Re: [PATCH v7 1/4] KVM: Implement dirty quota-based throttling of vcpus

Shivam Kumar <shivam.kumar1@xxxxxxxxxxx> · Sat, 7 Jan 2023 22:54:24 +0530

On 26/12/22 3:37 pm, Marc Zyngier wrote:
On Sun, 25 Dec 2022 16:50:04 +0000,
Shivam Kumar <shivam.kumar1@xxxxxxxxxxx> wrote:

On 08/12/22 1:00 pm, Shivam Kumar wrote:

On 08/12/22 1:23 am, Sean Christopherson wrote:
On Wed, Dec 07, 2022, Marc Zyngier wrote:
On Tue, 06 Dec 2022 06:22:45 +0000,
Shivam Kumar <shivam.kumar1@xxxxxxxxxxx> wrote:
You need to define the granularity of the counter, and account for
each fault according to its mapping size. If an architecture has 16kB
as the base page size, a 32MB fault (the size of the smallest block
mapping) must bump the counter by 2048. That's the only way userspace
can figure out what is going on.

I don't think that's true for the dirty logging case.  IIUC, when a
memslot is
being dirty logged, KVM forces the memory to be mapped with
PAGE_SIZE granularity,
and that base PAGE_SIZE is fixed and known to userspace.
I.e. accuracy is naturally
provided for this primary use case where accuracy really matters,
and so this is
effectively a documentation issue and not a functional issue.

So, does defining "count" as "the number of write permission faults"
help in addressing the documentation issue?
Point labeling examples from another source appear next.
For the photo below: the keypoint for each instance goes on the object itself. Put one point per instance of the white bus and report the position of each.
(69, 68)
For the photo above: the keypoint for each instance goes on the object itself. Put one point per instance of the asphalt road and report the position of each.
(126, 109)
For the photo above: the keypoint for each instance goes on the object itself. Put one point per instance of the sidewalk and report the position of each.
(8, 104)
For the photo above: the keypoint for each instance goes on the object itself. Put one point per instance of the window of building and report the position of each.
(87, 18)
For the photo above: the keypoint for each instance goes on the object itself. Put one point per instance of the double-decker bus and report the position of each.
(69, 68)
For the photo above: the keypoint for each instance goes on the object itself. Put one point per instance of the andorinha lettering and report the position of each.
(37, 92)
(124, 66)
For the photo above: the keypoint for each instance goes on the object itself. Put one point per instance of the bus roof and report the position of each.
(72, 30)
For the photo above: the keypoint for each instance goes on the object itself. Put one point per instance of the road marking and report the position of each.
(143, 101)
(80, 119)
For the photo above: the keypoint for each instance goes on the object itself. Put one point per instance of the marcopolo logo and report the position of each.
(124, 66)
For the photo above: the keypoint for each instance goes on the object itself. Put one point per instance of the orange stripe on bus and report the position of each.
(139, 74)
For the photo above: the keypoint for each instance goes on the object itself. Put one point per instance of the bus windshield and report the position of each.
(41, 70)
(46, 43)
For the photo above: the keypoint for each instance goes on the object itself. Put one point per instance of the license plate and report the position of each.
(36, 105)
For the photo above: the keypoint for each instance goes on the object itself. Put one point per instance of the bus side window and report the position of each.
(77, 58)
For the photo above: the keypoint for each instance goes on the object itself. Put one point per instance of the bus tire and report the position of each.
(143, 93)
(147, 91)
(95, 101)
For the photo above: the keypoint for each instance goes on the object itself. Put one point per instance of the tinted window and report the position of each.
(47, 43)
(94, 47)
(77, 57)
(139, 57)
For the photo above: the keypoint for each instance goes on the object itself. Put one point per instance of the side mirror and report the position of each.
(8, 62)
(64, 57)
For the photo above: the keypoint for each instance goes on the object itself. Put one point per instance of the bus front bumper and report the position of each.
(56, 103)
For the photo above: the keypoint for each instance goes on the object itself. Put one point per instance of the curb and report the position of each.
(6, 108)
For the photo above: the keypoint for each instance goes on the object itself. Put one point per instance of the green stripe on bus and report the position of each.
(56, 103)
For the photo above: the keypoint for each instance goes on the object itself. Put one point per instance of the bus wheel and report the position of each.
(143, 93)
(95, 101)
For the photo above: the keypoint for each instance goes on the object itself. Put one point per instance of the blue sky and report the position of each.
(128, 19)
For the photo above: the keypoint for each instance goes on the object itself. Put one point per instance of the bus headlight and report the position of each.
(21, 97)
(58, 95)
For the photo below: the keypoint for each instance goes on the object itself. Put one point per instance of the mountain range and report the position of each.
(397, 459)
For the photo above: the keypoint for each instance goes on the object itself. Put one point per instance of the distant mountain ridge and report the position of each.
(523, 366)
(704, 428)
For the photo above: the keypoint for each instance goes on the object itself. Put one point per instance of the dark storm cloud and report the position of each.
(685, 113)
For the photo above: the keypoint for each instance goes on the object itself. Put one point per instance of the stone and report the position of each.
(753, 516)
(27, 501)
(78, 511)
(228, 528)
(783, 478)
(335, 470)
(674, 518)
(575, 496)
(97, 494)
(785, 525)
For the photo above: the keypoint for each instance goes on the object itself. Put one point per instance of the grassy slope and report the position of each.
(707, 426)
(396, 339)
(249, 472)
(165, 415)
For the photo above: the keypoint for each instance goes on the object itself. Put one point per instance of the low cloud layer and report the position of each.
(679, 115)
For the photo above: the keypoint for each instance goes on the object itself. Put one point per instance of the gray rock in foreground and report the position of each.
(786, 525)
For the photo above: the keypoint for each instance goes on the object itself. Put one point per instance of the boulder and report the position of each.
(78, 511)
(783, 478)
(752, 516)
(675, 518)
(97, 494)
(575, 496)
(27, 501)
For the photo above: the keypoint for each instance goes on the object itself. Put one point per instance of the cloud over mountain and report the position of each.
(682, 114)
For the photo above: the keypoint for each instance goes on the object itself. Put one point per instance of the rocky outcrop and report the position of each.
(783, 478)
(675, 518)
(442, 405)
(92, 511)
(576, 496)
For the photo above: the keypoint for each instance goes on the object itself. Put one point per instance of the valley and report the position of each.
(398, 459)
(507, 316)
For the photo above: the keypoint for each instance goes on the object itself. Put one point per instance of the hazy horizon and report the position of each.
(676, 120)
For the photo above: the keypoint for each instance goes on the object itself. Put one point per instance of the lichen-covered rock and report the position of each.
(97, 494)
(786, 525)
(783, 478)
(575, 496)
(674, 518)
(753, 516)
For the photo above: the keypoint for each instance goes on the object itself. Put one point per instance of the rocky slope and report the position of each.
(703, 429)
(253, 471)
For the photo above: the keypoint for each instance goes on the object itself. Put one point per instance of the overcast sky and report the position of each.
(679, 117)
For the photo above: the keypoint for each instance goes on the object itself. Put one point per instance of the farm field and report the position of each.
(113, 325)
My understanding too is
that for dirty logging, we will have uniform granularity.

Thanks.

Without that, you may as well add a random number to the counter, it
won't be any worse.

The stat will be wildly inaccurate when dirty logging isn't
enabled, but that doesn't
necessarily make the stat useless, e.g. it might be useful as a
very rough guage
of which vCPUs are likely to be writing memory.  I do agree though
that the value
provided is questionable and/or highly speculative.

[...]

If you introduce additional #ifdefery here, why are the additional
fields in the vcpu structure unconditional?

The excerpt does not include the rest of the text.